In dem Augenblick, als Aspens Augenbrauen sich wie an einem Seilzug in die Höhe hievten, wusste Farley, dass sein Gegenüber mit der kurzen Antwort wenig zufrieden war. Zurecht eigentlich, wenn man bedachte, dass sie einander kannten und sich nicht fremd waren – nicht fremd sein sollten. Allerdings hatten sie sich Jahre nicht gesehen und so wie er selbst sich verändert hatte, so würde sicherlich auch der Blondschopf nicht mehr derselbe Junge sein wie damals. Auf die Worte seines Jugendfreundes lächelte der Dieb und senkte wissend nickend Kopf, sodass er einige Sekunden seine Schuhe und die Dielen des Deckes bewundern konnte. Doch schnell verblasste das Lächeln und als Aspen schließlich mit seiner halben Erzählung geendet hatte, nickte Farley erneut und lehnte sich - mit dem Rücken zum Meer, grad wie zuvor – an die Reling.

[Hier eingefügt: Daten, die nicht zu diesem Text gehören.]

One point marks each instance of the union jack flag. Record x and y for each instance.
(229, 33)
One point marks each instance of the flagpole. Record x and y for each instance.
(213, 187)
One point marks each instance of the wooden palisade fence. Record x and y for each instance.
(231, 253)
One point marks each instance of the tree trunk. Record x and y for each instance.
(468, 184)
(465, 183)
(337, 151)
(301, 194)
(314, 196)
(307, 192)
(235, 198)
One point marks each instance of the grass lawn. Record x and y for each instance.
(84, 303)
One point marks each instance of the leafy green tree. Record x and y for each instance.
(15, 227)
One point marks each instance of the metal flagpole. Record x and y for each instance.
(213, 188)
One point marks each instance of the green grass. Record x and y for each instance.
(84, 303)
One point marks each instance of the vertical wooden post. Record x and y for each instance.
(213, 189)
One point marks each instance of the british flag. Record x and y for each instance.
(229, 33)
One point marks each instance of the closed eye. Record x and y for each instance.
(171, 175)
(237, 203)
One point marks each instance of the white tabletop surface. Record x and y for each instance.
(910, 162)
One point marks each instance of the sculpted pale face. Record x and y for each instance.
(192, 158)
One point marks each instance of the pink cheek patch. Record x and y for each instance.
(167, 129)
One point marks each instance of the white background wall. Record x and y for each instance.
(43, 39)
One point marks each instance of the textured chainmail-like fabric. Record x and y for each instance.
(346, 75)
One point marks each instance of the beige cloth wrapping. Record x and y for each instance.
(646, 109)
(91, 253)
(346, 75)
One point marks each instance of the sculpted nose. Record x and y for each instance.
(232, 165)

Dass, was der Blondschopf preisgegeben hatte, war ebenfalls keine wirkliche Neuigkeit und beantworte überhaupt gar nichts. Farley versuchte sich zu erinnern, ob Aspen schon immer so geschickt im „wie du mir, so ich dir“ gewesen war. Es war deutlich, dass der Kaufmannssohn handeln wollte. Geschichte gegen Geschichte. Der Braunhaarige ließ einige Sekunden in Stille verstreichen, bevor er schließlich die Arme vor der Brust verschränkte.

„Dir ist klar, dass ich dich leider von diesem Schiff werfen muss, wenn du auch nur ein Wort von dem weitergibst, was ich dir erzähle?“

Die Drohung war keineswegs so ernst gemeint, wie sie klang. Natürlich setzte ihm die Schmach gefasst worden zu sein durchaus zu. Und kein Krimineller wollte, dass Geschichten über das eigene Versagen die Runde machten. Wer würde schon mit ihm Geschäfte machen wollen, wenn er sich ständig erwischen ließ? Das Risiko wäre für seine... nun, Handelspartner, durchaus beträchtlich. Doch darum ging es Farley nicht. Er warf einen prüfenden Blick auf den umtriebigen Jungen, der nun ein offenbar ebenso umtriebiger Mann geworden war. Es ging um Vertrauen. Darum, dass Aspen noch immer jemand war, der einem den Rücken freihielt, wenn es sein musste. Farley würde ihn keineswegs vom Schiff werfen – wahrscheinlich würde er ihn nicht einmal mit bösen Worten bedenken. Doch wenn der junge Dieb eins gelernt hatte, dann dass Vertrauen wertvoller war als Gold – und mit diesem in keinster Weise aufzuwiegen war. Wenn es missbraucht wurde, machte das Abschiede nur umso einfacher – und es würde dem jungen Dunbar nur einen weiteren Grund geben, im nächsten Hafen diesen Flickenkahn so schnell wie möglich hinter sich zu lassen.